M: Se fosse assim, seria esplêndido! Ame-se sabiamente, e alcançará o cume da perfeição. Todos amam seus corpos, mas poucos amam seu ser real.
P: Meu ser real necessita de meu amor?
M: Seu ser real é o próprio amor, e seus muitos amores são suas reflexões de acordo com a situação do momento.
P: Somos egoístas, só conhecemos o amor próprio.
M: Já é bom para começar. Sem dúvida, você deseja seu próprio bem. Pense, sinta profundamente o que é real mente bom para você e lute por isto seriamente. Logo você descobrirá que o real é seu único bem.
P: Ainda não entendi porque os vários Gurus insistem em prescrever complicados e difíceis sadhanas. Eles não conhecem o melhor?

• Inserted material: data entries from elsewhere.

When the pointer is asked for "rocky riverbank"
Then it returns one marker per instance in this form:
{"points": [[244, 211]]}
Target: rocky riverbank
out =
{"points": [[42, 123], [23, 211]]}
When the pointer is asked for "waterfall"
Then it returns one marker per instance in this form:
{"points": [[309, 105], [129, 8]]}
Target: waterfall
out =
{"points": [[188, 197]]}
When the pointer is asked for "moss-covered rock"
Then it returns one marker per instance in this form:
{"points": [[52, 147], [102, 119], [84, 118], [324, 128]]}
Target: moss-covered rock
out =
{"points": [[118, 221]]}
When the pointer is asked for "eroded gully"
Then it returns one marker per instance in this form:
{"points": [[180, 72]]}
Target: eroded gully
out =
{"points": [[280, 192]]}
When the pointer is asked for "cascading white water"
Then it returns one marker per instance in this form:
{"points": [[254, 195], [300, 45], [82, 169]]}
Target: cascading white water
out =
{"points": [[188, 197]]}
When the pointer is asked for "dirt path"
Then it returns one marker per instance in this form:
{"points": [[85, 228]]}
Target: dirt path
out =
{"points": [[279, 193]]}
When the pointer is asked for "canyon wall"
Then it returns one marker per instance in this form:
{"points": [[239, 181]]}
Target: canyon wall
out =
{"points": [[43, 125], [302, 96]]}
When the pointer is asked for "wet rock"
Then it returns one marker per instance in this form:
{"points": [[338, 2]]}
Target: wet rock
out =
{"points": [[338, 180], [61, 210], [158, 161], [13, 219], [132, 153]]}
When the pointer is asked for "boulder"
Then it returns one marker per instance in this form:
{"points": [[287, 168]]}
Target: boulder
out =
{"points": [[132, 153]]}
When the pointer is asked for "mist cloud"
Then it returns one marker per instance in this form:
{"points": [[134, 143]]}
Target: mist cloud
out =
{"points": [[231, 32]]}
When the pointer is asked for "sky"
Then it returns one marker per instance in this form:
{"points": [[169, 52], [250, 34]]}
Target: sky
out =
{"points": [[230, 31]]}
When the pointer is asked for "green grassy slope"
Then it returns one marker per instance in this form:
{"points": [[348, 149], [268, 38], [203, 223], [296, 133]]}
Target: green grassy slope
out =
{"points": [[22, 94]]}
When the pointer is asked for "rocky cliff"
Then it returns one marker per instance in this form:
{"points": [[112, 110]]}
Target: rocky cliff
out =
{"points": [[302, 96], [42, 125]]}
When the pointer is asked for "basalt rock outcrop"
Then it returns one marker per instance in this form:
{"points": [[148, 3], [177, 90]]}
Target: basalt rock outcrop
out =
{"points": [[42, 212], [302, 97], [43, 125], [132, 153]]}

M: Não é o que você faz, mas o que você deixa de fazer que importa. As pessoas que começam seu sadhana estão tão febris e inquietas, que elas têm que estar muito ocupadas para manter-se no caminho. Uma rotina absorvente é boa para elas. Depois de algum tempo, elas se aquietam e se afastam do esforço. Na paz e no silêncio, a pele do ‘eu’ se dissolve e o externo e o interno se tornam um. O sadhana real não apresenta dificuldade.
P: Às vezes tenho o sentimento de que o próprio espaço é meu corpo.

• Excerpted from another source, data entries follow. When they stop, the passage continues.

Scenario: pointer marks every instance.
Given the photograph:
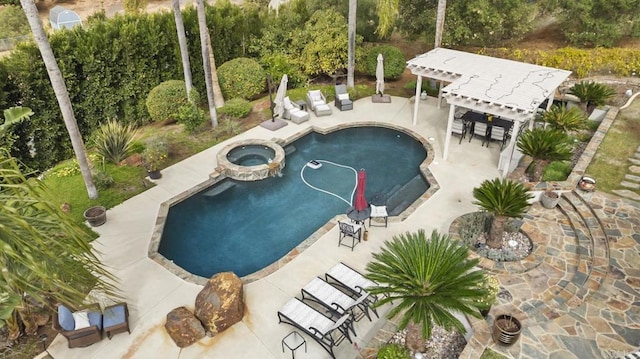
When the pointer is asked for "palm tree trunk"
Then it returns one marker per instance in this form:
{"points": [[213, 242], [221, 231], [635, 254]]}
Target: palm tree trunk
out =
{"points": [[202, 27], [62, 95], [414, 339], [351, 50], [496, 232], [184, 52], [442, 7], [218, 99]]}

M: Quando você está limitado pela ilusão ‘Eu sou este corpo’, você é meramente um ponto no espaço e um momento no tempo. Quando a autoidentificação com o corpo deixa de existir, todo o espaço e o tempo estão em sua mente, a qual é uma mera onda na consciência que, por sua vez, é a Consciência refletida na natureza. A Consciência e a matéria são os aspectos ativo e passivo do puro ser, o qual está em ambas e além delas. O espaço e o tempo são o corpo e a mente da existência universal. Meu sentimento é que tudo que acontece no tempo e no espaço acontece para mim, que cada experiência é minha experiência, cada forma é minha forma. O que eu creio ser torna-se meu corpo, e tudo o que acontece para este corpo torna-se minha mente. Mas, na raiz do universo, há pura Consciência, além do espaço e do tempo, aqui e agora. Saiba que ela é seu ser real e atue consequentemente.
P: Que diferença fará na ação o que acredito ser? As ações simplesmente acontecem segundo as circunstâncias.
M: As circunstâncias e as condições governam o ignorante. O conhecedor da realidade não é obrigado a nada. A única lei a que obedece é a do amor.